Geplant seien unter anderem Altersteilzeit, freiwillige Aufhebungsverträge, die weitere Nutzung der Kurzarbeit und eine Arbeitszeitverkürzung. Bei den „Kostenanpassungen“ soll auf betriebsbedingte Kündigungen verzichtet werden, heißt es. Das Unternehmen reagierte damit auf die Umsatzrückgänge infolge der Wirtschaftskrise seit Spätherbst vergangenen Jahres und auf die niedrigeren Umsatzerwartungen der kommenden Jahre.

Einem Pressebericht zufolge will Schaeffler zudem Staatshilfen in Höhe von vier Milliarden Euro.
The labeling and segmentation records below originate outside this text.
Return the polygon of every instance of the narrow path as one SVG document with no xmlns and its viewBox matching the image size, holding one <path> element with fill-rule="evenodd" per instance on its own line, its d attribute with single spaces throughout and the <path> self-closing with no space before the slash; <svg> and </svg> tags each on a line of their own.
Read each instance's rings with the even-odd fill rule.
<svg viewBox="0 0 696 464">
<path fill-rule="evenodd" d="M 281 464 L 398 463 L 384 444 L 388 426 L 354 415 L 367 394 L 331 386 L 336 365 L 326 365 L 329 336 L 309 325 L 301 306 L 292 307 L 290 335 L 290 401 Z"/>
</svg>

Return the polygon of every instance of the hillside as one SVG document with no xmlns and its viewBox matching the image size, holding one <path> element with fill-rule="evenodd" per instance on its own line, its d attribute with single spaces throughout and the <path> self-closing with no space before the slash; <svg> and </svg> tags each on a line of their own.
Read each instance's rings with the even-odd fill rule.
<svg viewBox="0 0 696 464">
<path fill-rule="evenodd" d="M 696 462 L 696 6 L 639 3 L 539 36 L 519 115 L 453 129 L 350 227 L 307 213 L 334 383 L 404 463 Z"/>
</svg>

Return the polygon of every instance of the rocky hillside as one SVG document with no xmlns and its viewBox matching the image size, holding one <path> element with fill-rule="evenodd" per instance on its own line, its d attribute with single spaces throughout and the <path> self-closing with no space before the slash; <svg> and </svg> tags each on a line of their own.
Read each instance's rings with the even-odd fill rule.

Am Montagabend hatte die Firmenspitze Bayerns Ministerpräsidenten Horst Seehofer (CSU) einen Sanierungsplan vorgestellt. Eine Bürgschaft über vier Milliarden Euro soll Teil des Konzeptes sein, berichtet die „Süddeutsche Zeitung“ in ihrer heutigen Mittwochausgabe. Der Plan sei allerdings nicht mit den Gläubigerbanken des Konzerns abgestimmt.

Schaeffler soll Unterstützung aus dem 100 Milliarden-Euro-Bürgschaftsprogramm der staatlichen Förderbank KfW anstreben. Der Bund und jene Bundesländer, in denen Schaeffler Werke hat, sollen je zur Hälfte das Risiko tragen. Es gibt offenbar Pläne, dass Bayern mit einem Betrag von 1,2 Milliarden Euro bürgen soll.

Im Lager der Schaeffler-Banken zeigte man sich überrascht. Die endgültigen Pläne würden erst im Sommer stehen, heißt es. Was Schaeffler präsentiert habe, könne nur eine vorläufige Skizze gewesen sein. Auch Niedersachsens Ministerpräsident Christian Wulff (CDU) zeigte sich irritiert, dass Schaeffler das Vorgehen nicht mit allen Beteiligten abgestimmt habe.